Substrait advanced optimization extensions could be used to allow users to
selectively disable some of this functionality if they don't care about
ordering:
- at read relations to disable materialization of the row index column (and
thus appear to read the file in arbitrary order);
- at write relations to ignore sort information provided along with the result
of the input FromProto, if any (and thus appear to write the file in arbitrary
order);
- likewise at plan level for the implicit sink node;
- likewise for sort relations (and thus appear to do an unstable sort instead
of a stable one);
- likewise for fetch relations (to fetch any N rows rather than some specific
window of rows).
> [C++] Adding ExecNode with Sort and Fetch capability
> ----------------------------------------------------
>
> Key: ARROW-17183
> URL: https://issues.apache.org/jira/browse/ARROW-17183
> Project: Apache Arrow
> Issue Type: New Feature
> Components: C++
> Reporter: Vibhatha Lakmal Abeykoon
> Assignee: Vibhatha Lakmal Abeykoon
> Priority: Major
>
> In Substrait integrations with ACERO, a functionality required is the ability
> to fetch records sorted and unsorted.
> Fetch operation is defined as selecting `K` number of records with an offset.

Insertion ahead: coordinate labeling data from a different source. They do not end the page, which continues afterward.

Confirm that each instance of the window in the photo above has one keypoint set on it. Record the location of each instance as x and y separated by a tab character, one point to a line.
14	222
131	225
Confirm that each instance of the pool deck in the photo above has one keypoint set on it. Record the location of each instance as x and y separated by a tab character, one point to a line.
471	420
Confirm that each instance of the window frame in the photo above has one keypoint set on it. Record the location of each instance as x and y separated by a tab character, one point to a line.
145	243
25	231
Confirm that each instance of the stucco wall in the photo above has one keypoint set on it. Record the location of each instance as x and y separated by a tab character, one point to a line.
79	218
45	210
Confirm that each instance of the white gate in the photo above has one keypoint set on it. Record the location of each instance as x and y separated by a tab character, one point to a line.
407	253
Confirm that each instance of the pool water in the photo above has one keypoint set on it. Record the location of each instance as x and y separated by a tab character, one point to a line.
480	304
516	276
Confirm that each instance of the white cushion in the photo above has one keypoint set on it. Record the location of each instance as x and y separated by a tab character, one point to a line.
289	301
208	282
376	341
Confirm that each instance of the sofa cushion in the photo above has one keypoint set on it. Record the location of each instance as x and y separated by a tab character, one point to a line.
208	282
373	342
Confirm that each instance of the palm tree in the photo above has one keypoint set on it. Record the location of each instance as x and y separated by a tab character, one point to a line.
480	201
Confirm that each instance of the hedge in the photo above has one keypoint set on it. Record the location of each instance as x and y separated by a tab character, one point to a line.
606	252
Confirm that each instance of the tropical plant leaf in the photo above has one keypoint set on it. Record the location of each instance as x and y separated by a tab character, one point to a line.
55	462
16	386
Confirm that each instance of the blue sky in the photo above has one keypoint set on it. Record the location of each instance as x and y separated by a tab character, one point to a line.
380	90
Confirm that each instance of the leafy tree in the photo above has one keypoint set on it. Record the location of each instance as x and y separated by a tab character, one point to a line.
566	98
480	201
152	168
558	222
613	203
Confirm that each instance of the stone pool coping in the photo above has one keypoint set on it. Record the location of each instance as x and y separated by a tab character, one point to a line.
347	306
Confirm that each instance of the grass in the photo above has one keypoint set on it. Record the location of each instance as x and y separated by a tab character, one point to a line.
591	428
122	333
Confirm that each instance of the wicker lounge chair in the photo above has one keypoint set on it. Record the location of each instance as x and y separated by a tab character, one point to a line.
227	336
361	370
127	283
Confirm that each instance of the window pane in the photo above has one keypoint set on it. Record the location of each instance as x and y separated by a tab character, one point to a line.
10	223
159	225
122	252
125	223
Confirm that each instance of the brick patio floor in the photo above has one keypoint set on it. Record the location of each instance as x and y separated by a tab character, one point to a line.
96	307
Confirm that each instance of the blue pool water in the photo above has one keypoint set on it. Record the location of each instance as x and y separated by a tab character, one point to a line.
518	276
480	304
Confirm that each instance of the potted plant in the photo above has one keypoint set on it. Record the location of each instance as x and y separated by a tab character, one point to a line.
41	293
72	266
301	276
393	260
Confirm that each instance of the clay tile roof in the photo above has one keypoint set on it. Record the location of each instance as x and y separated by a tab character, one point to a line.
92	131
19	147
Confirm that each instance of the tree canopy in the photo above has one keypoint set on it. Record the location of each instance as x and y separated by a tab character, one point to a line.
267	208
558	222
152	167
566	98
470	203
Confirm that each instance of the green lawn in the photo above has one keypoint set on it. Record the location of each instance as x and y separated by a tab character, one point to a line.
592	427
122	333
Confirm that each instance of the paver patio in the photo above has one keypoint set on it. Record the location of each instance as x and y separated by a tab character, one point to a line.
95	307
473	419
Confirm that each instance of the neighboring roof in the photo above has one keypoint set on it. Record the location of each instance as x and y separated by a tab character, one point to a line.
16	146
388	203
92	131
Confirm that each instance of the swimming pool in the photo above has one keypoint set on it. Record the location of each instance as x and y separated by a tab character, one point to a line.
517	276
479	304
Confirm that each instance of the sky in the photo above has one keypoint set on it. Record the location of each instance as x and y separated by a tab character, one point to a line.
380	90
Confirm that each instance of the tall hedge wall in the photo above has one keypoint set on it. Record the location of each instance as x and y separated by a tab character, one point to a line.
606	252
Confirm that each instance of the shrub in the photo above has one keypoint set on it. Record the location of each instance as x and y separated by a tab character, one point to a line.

> For instance pick 10 records skipping the first 5 elements. Here we can
> define this as a Slice operation and records can be easily extracted in a
> sink-node.
> Sort and Fetch operation applies when we need to execute a Fetch operation on
> sorted data. The main issue is we cannot have a sort node followed by a
> fetch. The reason is that all existing node definitions supporting sort are
> based on sink nodes. Since there cannot be a node followed by sink, this
> functionality has to take place in a single node.
> But this is not a perfect solution for fetch and sort, but one way to do this
> is define a sink node where the records are sorted and then a set of items
> are fetched.
> Another dilema is what if sort is followed by a fetch. In that case, there
> has to be a flag to enable the order of the operations.
> The objective of this ticket is to discuss a viable efficient solution and
> include new nodes or a method to execute such a logic.